Security Sage's Guide to Hardening the Network Infrastructure
by Andres, Steven and Brian Kenyon
ISBN 1-931836-01-9. 512 pages. $59.95. Index
Reviewed by Robert Bruen September 20, 2004
If you already understand how networks are put together and yours works well, but you haven't been all that concerned about securing it, then this is a worthwhile book. Each of the components has more to it than simple configuration and maintenance rules, and they require some more understanding of detailed functions and how the outside world sees the network. Reacting to the sploit of the day is not enough; it helps if you can set up things to protect generally against problems.
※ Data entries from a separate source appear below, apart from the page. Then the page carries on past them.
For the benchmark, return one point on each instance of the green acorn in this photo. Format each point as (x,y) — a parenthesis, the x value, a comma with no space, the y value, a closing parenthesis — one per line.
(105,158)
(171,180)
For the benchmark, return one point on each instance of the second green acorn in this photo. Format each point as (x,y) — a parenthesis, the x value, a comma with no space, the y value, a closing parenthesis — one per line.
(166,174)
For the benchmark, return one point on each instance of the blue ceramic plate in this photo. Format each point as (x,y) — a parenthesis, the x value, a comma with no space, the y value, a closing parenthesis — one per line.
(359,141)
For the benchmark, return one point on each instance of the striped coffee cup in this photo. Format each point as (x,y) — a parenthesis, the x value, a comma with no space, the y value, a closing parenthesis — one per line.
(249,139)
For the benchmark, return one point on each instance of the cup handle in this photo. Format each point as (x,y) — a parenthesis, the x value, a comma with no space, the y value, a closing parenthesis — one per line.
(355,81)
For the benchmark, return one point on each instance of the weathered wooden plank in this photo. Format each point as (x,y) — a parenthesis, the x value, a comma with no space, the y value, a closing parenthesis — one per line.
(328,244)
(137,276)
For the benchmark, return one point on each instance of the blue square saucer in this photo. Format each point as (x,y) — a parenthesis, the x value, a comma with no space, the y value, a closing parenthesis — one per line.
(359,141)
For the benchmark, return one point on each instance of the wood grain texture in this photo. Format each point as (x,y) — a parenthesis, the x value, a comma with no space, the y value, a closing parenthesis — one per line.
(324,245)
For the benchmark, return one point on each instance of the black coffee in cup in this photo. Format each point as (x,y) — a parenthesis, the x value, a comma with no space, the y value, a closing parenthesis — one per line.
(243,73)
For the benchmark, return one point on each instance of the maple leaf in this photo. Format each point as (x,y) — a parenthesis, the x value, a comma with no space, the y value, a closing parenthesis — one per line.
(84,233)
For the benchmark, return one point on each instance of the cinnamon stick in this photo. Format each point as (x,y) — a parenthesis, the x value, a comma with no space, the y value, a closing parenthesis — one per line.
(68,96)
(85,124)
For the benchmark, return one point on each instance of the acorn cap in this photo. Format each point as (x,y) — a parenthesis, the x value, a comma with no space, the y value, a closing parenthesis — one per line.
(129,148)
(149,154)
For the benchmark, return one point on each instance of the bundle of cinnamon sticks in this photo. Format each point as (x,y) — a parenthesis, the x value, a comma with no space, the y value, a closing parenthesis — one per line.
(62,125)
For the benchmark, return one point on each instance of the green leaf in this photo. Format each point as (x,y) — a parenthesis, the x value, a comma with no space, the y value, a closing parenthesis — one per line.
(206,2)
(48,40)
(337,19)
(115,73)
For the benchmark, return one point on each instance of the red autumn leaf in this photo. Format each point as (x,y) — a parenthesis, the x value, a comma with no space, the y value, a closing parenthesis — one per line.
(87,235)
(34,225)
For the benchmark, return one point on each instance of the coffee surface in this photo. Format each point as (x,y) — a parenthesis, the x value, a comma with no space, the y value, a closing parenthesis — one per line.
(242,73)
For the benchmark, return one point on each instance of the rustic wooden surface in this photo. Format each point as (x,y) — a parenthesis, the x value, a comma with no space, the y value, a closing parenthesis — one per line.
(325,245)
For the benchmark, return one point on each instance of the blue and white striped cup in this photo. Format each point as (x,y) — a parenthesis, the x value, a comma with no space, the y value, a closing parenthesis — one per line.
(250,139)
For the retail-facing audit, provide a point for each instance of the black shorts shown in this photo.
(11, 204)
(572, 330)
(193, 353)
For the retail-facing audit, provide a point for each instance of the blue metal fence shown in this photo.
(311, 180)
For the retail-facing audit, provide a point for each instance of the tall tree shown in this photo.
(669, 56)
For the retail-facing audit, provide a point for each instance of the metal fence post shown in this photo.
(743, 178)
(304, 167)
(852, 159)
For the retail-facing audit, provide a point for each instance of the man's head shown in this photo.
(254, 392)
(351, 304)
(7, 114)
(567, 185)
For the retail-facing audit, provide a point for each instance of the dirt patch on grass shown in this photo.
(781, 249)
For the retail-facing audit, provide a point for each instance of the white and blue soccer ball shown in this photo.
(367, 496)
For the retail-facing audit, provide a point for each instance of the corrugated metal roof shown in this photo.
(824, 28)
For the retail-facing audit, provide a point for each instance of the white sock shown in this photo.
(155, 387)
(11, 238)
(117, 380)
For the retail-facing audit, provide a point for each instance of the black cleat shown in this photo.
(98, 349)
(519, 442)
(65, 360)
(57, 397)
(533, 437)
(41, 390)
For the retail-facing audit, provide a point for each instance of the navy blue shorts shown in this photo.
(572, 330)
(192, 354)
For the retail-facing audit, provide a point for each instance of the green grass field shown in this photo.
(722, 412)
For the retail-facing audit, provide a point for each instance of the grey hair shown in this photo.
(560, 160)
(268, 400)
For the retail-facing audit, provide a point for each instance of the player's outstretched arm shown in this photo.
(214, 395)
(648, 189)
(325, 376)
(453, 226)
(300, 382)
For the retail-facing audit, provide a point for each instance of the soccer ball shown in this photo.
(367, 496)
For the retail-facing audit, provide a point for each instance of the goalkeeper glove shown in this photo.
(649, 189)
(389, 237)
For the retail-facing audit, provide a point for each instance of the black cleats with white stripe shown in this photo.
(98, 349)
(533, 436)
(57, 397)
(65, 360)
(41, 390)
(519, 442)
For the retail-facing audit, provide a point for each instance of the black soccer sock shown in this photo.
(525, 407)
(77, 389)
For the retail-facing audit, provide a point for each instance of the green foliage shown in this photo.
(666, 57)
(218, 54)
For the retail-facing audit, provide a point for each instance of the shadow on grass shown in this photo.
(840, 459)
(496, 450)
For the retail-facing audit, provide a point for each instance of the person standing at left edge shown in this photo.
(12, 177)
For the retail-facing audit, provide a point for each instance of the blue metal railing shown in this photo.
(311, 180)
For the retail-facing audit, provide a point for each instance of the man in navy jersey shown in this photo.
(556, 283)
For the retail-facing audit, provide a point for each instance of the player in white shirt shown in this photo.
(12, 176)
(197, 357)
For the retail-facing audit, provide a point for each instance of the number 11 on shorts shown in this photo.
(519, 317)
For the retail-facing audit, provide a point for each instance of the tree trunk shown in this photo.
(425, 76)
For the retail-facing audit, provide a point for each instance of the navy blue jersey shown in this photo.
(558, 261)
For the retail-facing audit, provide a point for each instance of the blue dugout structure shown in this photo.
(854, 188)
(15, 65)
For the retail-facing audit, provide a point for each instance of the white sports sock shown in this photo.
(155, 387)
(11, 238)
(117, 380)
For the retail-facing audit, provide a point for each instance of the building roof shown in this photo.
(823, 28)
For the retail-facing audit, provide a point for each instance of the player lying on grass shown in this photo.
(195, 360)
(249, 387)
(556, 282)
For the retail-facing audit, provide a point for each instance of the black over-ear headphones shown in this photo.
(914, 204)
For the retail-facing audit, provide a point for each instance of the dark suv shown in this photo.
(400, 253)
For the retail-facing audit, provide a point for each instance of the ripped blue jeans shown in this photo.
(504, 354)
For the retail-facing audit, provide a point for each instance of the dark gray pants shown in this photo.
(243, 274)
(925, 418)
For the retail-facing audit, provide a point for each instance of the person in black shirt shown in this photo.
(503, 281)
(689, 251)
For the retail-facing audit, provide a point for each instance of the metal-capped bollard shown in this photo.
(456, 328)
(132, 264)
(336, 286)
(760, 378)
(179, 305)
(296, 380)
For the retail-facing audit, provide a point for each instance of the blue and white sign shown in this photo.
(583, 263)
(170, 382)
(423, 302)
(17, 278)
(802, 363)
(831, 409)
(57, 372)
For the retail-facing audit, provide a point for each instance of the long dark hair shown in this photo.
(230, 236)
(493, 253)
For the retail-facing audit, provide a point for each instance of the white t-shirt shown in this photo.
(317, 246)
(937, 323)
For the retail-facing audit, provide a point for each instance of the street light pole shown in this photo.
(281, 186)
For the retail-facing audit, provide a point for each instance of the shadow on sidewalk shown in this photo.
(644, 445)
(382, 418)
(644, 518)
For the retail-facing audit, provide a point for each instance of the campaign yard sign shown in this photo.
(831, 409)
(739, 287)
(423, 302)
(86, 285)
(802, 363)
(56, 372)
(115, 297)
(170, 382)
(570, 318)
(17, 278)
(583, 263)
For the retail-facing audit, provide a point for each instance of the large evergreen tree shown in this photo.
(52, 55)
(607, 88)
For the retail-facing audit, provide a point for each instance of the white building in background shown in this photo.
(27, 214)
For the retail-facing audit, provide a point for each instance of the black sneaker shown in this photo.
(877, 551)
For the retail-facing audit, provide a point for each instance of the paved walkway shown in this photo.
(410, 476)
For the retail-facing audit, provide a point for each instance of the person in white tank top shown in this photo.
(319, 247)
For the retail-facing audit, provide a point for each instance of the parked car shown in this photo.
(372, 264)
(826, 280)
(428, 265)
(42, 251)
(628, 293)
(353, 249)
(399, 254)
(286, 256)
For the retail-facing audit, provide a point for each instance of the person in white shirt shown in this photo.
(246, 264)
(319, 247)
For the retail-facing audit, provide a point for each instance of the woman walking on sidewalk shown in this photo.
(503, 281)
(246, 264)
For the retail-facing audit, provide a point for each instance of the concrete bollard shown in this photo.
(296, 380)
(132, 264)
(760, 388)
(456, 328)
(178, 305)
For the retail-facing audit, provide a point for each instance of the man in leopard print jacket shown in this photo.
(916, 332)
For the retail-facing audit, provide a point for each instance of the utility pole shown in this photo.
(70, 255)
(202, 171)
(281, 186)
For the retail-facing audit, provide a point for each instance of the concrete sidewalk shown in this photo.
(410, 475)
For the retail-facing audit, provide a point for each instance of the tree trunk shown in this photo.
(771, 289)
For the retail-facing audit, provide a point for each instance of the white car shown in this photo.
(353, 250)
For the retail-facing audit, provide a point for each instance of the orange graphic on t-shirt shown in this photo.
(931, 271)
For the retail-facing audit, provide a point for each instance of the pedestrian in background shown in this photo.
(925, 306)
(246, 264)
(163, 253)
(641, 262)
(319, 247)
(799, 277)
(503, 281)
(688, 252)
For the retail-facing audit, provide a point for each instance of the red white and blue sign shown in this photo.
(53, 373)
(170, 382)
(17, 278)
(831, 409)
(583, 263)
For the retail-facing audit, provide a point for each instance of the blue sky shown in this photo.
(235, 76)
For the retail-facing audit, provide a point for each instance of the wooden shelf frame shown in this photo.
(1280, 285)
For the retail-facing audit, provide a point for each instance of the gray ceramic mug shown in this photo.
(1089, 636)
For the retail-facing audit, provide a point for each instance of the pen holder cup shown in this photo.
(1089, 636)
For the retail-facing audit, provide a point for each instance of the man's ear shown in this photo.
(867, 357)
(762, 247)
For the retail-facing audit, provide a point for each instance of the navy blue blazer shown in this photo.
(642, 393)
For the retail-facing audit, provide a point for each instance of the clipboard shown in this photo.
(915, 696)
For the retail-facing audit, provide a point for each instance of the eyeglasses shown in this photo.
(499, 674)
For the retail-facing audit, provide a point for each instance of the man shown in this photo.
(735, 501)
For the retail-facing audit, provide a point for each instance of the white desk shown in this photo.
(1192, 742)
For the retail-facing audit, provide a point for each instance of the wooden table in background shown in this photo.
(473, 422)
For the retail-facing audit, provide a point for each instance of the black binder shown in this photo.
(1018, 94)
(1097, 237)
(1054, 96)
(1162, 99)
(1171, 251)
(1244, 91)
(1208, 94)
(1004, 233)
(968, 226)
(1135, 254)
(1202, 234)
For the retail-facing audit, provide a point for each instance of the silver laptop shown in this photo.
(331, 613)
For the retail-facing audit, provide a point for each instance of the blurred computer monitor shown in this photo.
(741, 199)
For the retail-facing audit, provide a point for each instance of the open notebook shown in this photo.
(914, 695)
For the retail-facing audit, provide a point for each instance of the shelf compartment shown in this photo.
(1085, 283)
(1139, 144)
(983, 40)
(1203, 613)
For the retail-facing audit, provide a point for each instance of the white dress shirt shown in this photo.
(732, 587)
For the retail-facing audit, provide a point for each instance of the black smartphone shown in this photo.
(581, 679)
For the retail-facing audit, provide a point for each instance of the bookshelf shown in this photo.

For example, firewalls are pretty common. They get configured to allow some things in and keep other things out, but perhaps the firewall itself as a target did not occur to you. What kind of attacks are possible, what has been seen and what do you do about it? A firewall is subject to attacks from inside as well as denial of service attacks. However there are specific attacks that might not be so obvious because they are possible only on a specific vendor's firewall. Some of the these known attacks and defenses are explained.
The authors show a real sense of humor throughout the book, and that humor helps one digest an otherwise serious topic. The book also has numerous figures that are so important when trying to discuss networks, but there are not extraneous, distracting graphics. They follow an outline for each chapter which includes a checklist, a summary, links and mailing lists plus a few other sections. It gives the busy reader a chance to take a quick look to see if the chapter will be useful at that moment. If you are a teacher of networks and/or security, the end of chapter material is helpful. There are no questions or lab assignments, but the presentation style is helpful, although the book was not intended to be a textbook.
The chapter on network switching contains a lot of basic material about networks, which would serve as a good introduction to networks or as supplementary material. The security aspects are somewhat limited, covering techniques such as password protection and turning off unnecessary features. That the chapter helps to set up the following chapter which covers defending switches and routers. Here we are given standard attacks, like spoofing, denial of service, and buffer overflows. The chapter is short and to the point.
If "Hardening the Network Infrastructure" used within the right context, it is a useful and helpful book. There are numerous products, both commercial and free, which are evaluated, as well as FAQs, notes and pointers. The attack explanations are brief. If one were to use the checklist approach to hardening a network, the book would be successful. If one expects detailed attack explanation, then disappointment would ensue.